E não demorou muito a que esse meu amor eterno me expulsasse de sua vida. Na verdade, foi nessa mesma noite. Depois de fazermos amor e de me enterrar naquele veludo vermelho, que ele me puxou para fora e de rompante abriu a porta.

Silêncio. Abri as mãos e senti a minha pele gelada na Primavera de Paris. O vão da escada estava escuro e aos apalpões atingi o interruptor e quase por magnetismo acendi-o. Á minha frente estava uma rapariga nua e desgrenhada, parada no meio da escada a olhar para mim com uns grandes olhos fundos.
Com o horror a percorrer a minha consciência, percebi que era Eu. Reflectida no espelho do elevador. E quando comecei a agarrar nas minhas roupas que ele tinha atirado para o chão, ouvi passos na escada. Num ímpeto de sobrevivência, agarrei nos meus trapos e escondi-me dentro do elevador. E foi então que via outra rapariga chegar e tocar à porta. E ele abriu, como se estivesse surpreendido.
“Viu-a pela janela” pensei. E talvez já nada pudesse piorar. Mas podia.

Vesti-me e sai pela mesma porta onde a rapariga tinha entrado e dei-me conta que a madrugada ainda não tinha florescido naquela noite e os ossos enregelaram-se com o orvalho. Esquecera o casaco lá naquele casa e o metro já estava fechado.
Á noite, por Paris estrangeiro, fui tendo frio nas ruas e nas bordas dos prédios. Fui tendo frio nas frestas das praças e à frente da Notre Damme, onde humildemente me prostrei. Fui tendo frio em mim mesma.
E de manhã, acordei ao pé do Sena, enroscada num banco ao pé dum sem abrigo qualquer. Agora também eu era um qualquer.

Agora de mãos dadas com o meu amor à porta daquele prédio, lembrei-me que continuava a ser uma qualquer. Continuamos parados à porta do prédio, e tudo aquilo me era tão familiar que pensei que podia vomitar. Ele sentiu o meu enjoo e longe de saber o que se passava, sorriu-me, achando que eu estava grávida.
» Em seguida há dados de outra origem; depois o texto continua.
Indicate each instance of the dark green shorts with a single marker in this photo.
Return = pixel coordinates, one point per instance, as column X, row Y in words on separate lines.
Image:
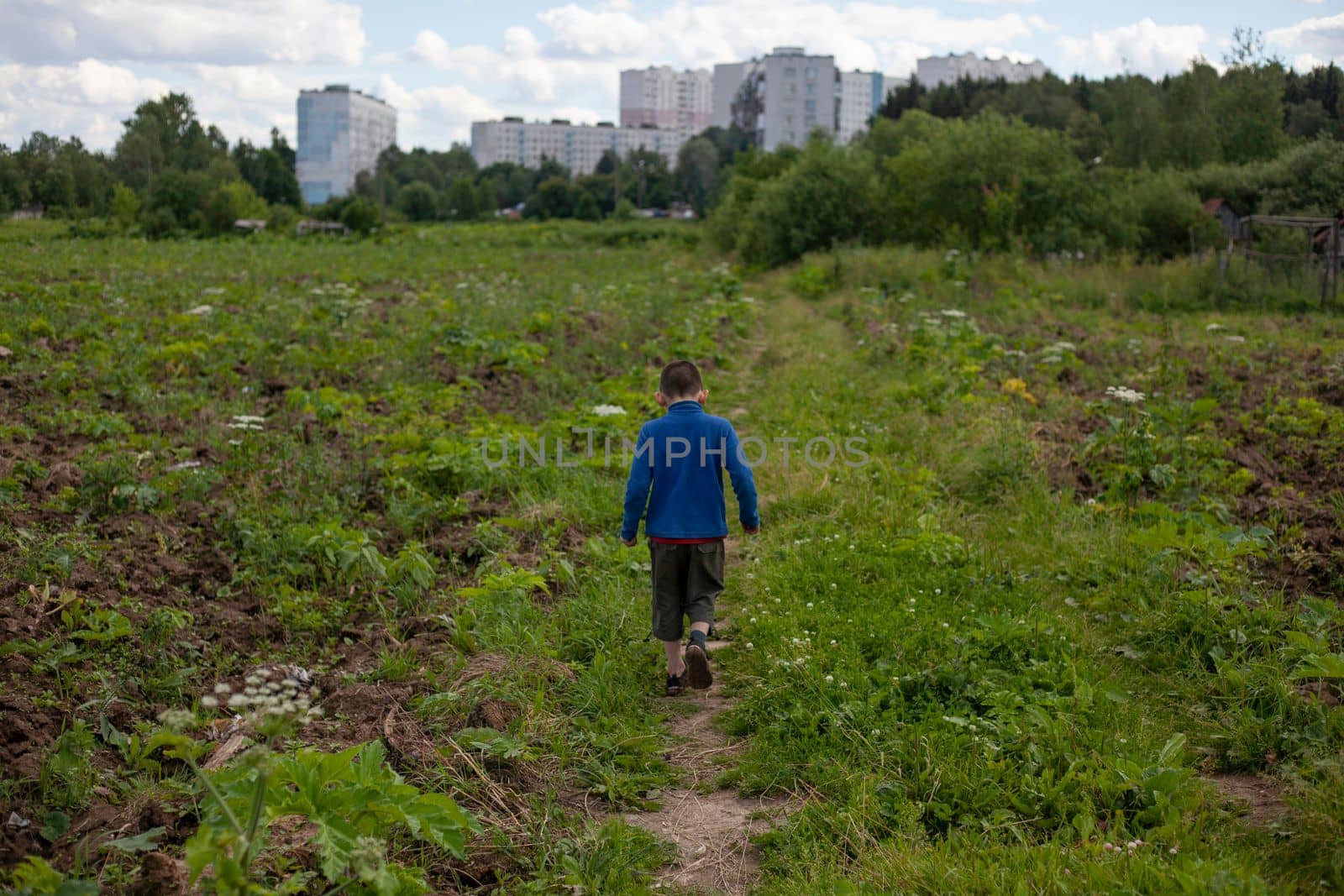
column 687, row 578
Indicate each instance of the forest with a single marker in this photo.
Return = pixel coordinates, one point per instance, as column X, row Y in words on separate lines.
column 1116, row 164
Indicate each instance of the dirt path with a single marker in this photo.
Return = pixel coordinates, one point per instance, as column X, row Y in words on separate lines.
column 710, row 826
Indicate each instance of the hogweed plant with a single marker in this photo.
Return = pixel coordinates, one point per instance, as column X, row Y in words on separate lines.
column 351, row 797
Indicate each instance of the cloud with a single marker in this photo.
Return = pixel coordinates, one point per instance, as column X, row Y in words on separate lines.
column 1144, row 47
column 434, row 116
column 581, row 50
column 87, row 100
column 198, row 31
column 1324, row 36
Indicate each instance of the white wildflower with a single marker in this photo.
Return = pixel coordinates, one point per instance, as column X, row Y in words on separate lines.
column 1124, row 394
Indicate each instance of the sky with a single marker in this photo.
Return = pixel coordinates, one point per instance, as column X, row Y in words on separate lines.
column 78, row 67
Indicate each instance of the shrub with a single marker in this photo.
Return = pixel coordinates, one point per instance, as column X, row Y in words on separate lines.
column 360, row 215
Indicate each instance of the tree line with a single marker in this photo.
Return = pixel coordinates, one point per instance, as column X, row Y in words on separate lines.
column 1046, row 165
column 1054, row 167
column 170, row 174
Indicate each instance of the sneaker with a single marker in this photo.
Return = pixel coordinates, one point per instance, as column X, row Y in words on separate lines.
column 698, row 667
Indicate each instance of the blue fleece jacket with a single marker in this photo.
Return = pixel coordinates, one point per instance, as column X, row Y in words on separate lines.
column 678, row 472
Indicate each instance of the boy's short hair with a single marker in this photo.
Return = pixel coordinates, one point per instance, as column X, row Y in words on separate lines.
column 680, row 379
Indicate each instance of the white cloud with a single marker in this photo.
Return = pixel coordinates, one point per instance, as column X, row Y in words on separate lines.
column 584, row 49
column 87, row 100
column 1324, row 36
column 198, row 31
column 434, row 116
column 1144, row 47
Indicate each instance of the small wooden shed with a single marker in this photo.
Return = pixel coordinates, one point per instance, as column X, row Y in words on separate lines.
column 1233, row 224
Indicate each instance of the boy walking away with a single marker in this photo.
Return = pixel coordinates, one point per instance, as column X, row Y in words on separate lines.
column 678, row 476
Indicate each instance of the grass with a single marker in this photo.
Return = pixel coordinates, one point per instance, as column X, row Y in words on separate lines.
column 1035, row 621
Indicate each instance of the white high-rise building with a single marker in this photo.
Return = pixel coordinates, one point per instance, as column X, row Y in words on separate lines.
column 790, row 94
column 941, row 70
column 727, row 80
column 662, row 97
column 340, row 134
column 862, row 94
column 781, row 98
column 575, row 147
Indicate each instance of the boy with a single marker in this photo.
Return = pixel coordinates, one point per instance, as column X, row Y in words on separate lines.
column 682, row 457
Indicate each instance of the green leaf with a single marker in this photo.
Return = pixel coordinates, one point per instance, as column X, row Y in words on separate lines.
column 1171, row 752
column 1330, row 665
column 141, row 842
column 1115, row 692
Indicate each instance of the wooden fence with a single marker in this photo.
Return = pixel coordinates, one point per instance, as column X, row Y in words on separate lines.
column 1323, row 246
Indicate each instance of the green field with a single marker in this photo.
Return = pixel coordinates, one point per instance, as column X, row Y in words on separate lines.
column 1073, row 626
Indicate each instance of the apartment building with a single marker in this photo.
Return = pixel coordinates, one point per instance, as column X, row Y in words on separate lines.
column 790, row 94
column 340, row 134
column 662, row 97
column 940, row 70
column 575, row 147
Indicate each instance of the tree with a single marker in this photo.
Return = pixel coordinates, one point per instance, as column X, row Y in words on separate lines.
column 230, row 202
column 165, row 134
column 486, row 199
column 461, row 201
column 990, row 181
column 902, row 100
column 1191, row 123
column 181, row 192
column 698, row 172
column 830, row 195
column 554, row 197
column 1250, row 101
column 360, row 215
column 586, row 207
column 125, row 206
column 418, row 201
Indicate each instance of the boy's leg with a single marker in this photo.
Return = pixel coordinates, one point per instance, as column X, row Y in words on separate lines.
column 672, row 649
column 669, row 564
column 705, row 584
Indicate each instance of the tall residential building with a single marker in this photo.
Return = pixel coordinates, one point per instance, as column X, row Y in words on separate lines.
column 783, row 97
column 862, row 94
column 340, row 134
column 727, row 80
column 575, row 147
column 662, row 97
column 940, row 70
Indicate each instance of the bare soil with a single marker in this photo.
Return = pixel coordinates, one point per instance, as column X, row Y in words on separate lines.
column 710, row 826
column 1261, row 799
Mas o meu pensamento parou ali à porta e já dali não saiu. Que ingénua que eu era.
E de repente percebi que a ingenuidade era uma doença que me estava grudada na pele, pior que a gravidez.
Porque eu seria sempre incapaz de entender o futuro. A nudez em Paris, podia estar à minha espera, em cada esquina.

Por isso quando chegamos ao metro, despedi-me dele para sempre.